Deux groupes, deux trajets, deux idéologies. L’affrontement semble inévitable.
Mais la menace est écartée, huit camionnettes barrent l’accès principal de la place Carnot et des groupes de quelques CRS font des rondes, observant le lent rassemblement des jeunes nationalistes (estimés à 200 participants). Vêtements noirs, mines sombres, ils se préparent. A notre approche ils reculent, refusent de nous parler, les seuls autorisés à nous répondre sont les organisateurs invisibles.
Par chance un homme en costume s’approche, élu au Conseil municipal de Vénissieux, Yvan Benedetti accepte de me répondre à moi, bloggeuse et soucieuse de comprendre ce qui pousse ces jeunes à la haine raciale.
Après cette petite séance de questions/réponses je décide d’aller faire un tour de l’autre côté de Lyon à la manifestation « anti fasciste ». Me voilà face à un cortège bien peu homogène, 2500 manifestants de tous horizons. Des écologistes, des socialistes, des anarchistes, des communistes, des membres de la Ligue des droits de l’homme et des citoyens lambda. Des individus motivés et remontés contre les jeunes nationalistes, prêt à en découdre, mais les forces de police en ont décidé autrement. Tous les ponts faisant la liaison entre la presqu’île et Saint-Jean sont barrés, tout cela ressemble fort à des postes frontières séparant des gens incapables de vivre ensemble sans s’entretuer. Deux idéologies qui s’affrontent, l’ambiance est électrique, un peu plus et on se croirait sur un champ de bataille.
jeunes manifestants dans le cortège anti fasciste.
Viennent ensuite les traditionnelles provocations entre CRS et jeunes encagoulés, finalement les extrémistes sont des deux côtés. Quelques pavés lancés mais les cuirasses des forces de l’ordre sont bien difficiles à abattre, ils répliquent avec des bombes lacrymogènes provoquant la colère des jeunes. A travers cela c’est toute la révolte et la colère accumulées contre ces représentants de l’Etat qui s’expriment.
De manifestants en manifestants une idée centrale se dégage. La crise a mis en lumière et a accentué l’émergence et le renforcement de ces groupuscules extrémistes qui entendent se refermer sur les valeurs dites « pures » de la France, pensant que l’étranger est la cause de tous les mots. La société est malade, elle se voile encore la face en pensant que l’immigré est seul et unique responsable de la sombre période dans laquelle nous sommes engagés.
Finalement tout cela fait oublier la réalité. Mauvaise gestion gouvernementale, absence de régulation des marchés financiers, mauvaise coordination internationale, système économique malade et dépassé…En effet les causes de la crise actuelle sont multiples, il est donc étonnant et réducteur d’imputer la faute à une catégorie déjà en grande difficulté du point de vue social et économique. Ah le mythe de l’étranger voleur d’emploi français…

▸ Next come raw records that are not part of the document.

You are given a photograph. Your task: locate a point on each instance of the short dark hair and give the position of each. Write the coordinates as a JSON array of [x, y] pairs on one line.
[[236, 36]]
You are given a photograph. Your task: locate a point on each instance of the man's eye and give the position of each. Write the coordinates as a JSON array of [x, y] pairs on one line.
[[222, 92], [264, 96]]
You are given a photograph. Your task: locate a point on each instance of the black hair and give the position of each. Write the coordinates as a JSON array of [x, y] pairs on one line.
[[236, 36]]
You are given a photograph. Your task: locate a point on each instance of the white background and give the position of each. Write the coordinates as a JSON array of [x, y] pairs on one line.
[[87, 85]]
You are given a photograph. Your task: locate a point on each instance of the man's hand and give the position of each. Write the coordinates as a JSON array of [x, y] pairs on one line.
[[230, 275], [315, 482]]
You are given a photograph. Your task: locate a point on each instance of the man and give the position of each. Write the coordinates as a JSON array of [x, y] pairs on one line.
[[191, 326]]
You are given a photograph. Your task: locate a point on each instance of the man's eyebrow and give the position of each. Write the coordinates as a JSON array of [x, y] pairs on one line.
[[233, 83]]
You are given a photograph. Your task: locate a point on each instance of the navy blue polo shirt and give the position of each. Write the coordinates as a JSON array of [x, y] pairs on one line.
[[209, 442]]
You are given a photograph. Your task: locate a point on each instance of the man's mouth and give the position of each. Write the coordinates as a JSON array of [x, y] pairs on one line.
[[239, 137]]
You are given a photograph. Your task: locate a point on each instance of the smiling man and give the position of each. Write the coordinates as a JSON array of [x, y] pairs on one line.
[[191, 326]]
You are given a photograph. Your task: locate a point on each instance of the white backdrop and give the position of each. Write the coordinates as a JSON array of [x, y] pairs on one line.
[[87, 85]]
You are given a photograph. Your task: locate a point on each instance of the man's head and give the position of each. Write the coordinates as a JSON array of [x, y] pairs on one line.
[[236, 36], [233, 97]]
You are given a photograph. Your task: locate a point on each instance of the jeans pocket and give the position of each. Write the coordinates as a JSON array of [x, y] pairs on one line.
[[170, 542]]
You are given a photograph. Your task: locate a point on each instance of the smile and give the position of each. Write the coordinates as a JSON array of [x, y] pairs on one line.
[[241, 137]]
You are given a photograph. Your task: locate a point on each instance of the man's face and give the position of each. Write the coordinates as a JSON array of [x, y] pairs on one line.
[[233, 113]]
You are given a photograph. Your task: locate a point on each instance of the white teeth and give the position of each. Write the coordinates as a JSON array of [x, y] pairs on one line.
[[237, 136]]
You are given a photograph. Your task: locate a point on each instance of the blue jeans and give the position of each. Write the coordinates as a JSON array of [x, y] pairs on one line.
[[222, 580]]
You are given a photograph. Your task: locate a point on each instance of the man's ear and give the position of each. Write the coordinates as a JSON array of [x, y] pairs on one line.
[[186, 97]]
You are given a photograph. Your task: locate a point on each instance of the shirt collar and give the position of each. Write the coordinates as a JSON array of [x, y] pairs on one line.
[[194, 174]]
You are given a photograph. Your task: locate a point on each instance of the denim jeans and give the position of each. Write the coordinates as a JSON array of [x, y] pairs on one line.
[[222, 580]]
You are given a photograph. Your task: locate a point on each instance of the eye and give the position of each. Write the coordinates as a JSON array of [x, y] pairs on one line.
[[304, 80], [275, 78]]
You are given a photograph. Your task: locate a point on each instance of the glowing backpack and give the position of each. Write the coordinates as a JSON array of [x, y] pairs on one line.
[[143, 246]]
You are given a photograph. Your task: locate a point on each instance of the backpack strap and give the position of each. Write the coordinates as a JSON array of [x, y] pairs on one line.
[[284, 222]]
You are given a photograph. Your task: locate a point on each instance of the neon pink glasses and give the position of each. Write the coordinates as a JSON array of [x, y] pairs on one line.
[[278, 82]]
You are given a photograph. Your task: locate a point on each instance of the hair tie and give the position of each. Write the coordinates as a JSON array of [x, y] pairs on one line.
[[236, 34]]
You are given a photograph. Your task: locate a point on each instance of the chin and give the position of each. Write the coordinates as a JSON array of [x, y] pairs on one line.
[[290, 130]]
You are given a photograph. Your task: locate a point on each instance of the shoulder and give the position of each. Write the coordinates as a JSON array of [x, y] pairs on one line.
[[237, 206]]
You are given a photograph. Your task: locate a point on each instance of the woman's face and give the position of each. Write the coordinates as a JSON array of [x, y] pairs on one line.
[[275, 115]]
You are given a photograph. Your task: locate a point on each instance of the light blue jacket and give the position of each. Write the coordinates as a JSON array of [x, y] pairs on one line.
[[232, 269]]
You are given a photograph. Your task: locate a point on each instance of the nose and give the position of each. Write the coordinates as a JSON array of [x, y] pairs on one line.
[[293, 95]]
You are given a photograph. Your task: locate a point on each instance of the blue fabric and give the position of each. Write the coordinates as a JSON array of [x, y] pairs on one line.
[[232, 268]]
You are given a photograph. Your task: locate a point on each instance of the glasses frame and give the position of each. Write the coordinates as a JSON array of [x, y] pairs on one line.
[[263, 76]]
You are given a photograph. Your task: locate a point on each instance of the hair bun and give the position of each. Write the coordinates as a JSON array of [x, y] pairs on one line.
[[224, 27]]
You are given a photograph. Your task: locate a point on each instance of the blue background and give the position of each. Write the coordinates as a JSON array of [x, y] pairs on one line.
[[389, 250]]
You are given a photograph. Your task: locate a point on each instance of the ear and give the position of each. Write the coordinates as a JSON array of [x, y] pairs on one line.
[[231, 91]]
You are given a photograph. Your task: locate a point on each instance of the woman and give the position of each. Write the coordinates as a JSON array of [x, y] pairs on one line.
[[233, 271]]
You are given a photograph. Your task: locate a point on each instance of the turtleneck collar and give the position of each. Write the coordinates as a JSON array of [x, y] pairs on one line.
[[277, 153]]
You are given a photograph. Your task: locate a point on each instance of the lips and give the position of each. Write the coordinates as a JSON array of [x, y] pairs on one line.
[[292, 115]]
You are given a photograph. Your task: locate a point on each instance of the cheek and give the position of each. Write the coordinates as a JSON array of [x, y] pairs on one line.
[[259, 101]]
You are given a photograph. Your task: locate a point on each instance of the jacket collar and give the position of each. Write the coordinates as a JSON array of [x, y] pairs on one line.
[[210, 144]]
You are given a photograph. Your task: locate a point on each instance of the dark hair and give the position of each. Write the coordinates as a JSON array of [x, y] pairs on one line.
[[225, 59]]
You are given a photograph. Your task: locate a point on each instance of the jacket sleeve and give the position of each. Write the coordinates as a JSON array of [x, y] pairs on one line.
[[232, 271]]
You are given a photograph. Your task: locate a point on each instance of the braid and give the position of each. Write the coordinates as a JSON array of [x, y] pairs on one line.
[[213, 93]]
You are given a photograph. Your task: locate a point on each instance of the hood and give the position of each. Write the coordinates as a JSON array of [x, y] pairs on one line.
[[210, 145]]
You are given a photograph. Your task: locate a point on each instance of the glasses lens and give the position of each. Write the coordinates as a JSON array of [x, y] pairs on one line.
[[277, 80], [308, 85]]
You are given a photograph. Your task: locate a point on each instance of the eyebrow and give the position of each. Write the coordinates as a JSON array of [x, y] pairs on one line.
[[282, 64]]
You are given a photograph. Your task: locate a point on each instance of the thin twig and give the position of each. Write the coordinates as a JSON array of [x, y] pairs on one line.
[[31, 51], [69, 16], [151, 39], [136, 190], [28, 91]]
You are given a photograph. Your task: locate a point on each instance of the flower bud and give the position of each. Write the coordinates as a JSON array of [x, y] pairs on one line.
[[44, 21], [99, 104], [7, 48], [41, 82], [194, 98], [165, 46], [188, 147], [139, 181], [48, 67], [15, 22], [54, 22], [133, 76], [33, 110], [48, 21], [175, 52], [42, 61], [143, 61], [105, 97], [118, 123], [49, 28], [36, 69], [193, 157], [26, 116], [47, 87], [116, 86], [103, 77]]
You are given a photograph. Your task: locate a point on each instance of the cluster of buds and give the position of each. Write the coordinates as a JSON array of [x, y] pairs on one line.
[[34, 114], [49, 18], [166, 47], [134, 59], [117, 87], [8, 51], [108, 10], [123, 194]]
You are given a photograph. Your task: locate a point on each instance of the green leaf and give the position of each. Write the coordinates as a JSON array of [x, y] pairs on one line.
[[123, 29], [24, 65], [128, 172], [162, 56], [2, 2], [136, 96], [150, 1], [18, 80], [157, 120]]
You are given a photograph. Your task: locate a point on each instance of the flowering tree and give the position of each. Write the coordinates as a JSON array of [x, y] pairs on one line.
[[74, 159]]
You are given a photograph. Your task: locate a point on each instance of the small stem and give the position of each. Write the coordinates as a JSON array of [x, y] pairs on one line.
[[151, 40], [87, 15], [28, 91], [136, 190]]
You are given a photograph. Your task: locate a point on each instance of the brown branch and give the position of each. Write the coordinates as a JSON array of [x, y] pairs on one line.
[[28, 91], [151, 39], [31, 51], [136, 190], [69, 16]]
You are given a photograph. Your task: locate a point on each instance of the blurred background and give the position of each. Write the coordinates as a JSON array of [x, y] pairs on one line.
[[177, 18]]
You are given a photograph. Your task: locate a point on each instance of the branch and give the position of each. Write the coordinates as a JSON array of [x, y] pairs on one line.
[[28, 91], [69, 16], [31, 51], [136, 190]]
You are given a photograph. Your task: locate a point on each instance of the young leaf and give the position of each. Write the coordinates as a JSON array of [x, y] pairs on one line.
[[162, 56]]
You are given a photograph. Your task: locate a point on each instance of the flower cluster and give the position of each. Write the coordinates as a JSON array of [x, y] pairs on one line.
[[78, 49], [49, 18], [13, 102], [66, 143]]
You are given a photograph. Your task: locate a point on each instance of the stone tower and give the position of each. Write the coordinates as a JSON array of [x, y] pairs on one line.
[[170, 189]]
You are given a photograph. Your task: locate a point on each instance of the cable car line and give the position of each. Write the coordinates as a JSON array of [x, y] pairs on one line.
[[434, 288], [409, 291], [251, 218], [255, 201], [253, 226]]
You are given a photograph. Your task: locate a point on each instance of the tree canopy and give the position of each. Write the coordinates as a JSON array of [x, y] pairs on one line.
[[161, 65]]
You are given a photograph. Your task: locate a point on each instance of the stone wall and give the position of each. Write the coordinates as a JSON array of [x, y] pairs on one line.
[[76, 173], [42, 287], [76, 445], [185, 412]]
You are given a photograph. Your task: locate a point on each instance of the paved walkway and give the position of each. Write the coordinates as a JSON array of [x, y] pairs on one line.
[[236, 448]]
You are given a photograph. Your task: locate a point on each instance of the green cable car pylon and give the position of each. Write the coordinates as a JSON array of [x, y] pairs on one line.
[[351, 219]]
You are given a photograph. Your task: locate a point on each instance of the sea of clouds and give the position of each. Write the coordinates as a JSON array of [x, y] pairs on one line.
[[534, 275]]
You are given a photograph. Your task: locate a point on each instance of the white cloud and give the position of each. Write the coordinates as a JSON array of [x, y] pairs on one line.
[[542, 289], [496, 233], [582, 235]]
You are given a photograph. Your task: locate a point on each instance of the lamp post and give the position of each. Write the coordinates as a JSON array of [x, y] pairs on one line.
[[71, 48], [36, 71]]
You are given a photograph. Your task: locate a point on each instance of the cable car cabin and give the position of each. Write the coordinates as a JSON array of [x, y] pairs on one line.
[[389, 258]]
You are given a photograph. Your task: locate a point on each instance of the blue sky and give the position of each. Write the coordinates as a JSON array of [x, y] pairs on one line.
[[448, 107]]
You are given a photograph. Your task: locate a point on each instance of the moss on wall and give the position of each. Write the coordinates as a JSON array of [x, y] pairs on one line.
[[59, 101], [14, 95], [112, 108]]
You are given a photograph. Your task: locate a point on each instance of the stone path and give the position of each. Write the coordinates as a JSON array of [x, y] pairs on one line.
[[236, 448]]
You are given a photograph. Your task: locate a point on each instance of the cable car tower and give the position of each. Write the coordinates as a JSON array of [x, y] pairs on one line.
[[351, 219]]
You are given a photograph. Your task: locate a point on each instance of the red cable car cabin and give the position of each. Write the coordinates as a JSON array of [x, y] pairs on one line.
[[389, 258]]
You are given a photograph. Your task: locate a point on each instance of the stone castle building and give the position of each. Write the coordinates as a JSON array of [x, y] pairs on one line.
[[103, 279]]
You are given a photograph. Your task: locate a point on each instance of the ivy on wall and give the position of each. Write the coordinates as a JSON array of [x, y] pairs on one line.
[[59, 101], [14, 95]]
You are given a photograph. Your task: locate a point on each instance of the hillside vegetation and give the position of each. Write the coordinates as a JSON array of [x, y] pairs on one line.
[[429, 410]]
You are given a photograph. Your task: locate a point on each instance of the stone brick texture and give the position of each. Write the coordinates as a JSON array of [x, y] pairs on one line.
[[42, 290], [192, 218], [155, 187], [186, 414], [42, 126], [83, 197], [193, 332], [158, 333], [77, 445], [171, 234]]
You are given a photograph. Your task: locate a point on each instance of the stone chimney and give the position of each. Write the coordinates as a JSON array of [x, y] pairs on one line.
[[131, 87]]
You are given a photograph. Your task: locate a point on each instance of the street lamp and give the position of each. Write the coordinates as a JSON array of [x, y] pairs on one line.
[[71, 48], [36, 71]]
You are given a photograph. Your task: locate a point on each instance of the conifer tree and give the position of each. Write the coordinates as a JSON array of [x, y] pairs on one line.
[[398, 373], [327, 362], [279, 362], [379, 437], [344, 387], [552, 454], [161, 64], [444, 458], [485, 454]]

La rhétorique n’est point nouvelle, il fut un temps en 1933 où les citoyens décidèrent de voter pour un parti nazi car en pleine crise économique ils pensaient que les politiques antisémites permettraient de régler le problème. Bien sûr nous n’en sommes pas là mais certains acteurs de la société ont la conviction qu’il est de leur devoir d’étouffer dans l’œuf les revendications de ces groupuscules extrémistes. Bien que ceux-ci mettaient en avant le fait de manifester pour le retrait des troupes françaises en Afghanistan, il se cache derrière ces « bonnes » attentions toute une rhétorique nationaliste et raciste.
passage de la manifestation anti fasciste place des Terreaux
Deux manifestations antagonistes, porteuses de problèmes profonds au sein de notre société, qui révèlent un mal-être général sans apporter réellement de solutions. En effet où est la réaction du gouvernement ? L’exacerbation des courants nationalistes violents sont-ils si peu importants pour que l’Etat ne daigne en faire référence ? Ou bien cela sert-il les intérêts de la majorité en place visant à mettre en avant des réformes discriminatoires de lutte contre l’immigration (telle que la circulaire Guéant pour ne citer qu’elle) ? Affaire à suivre.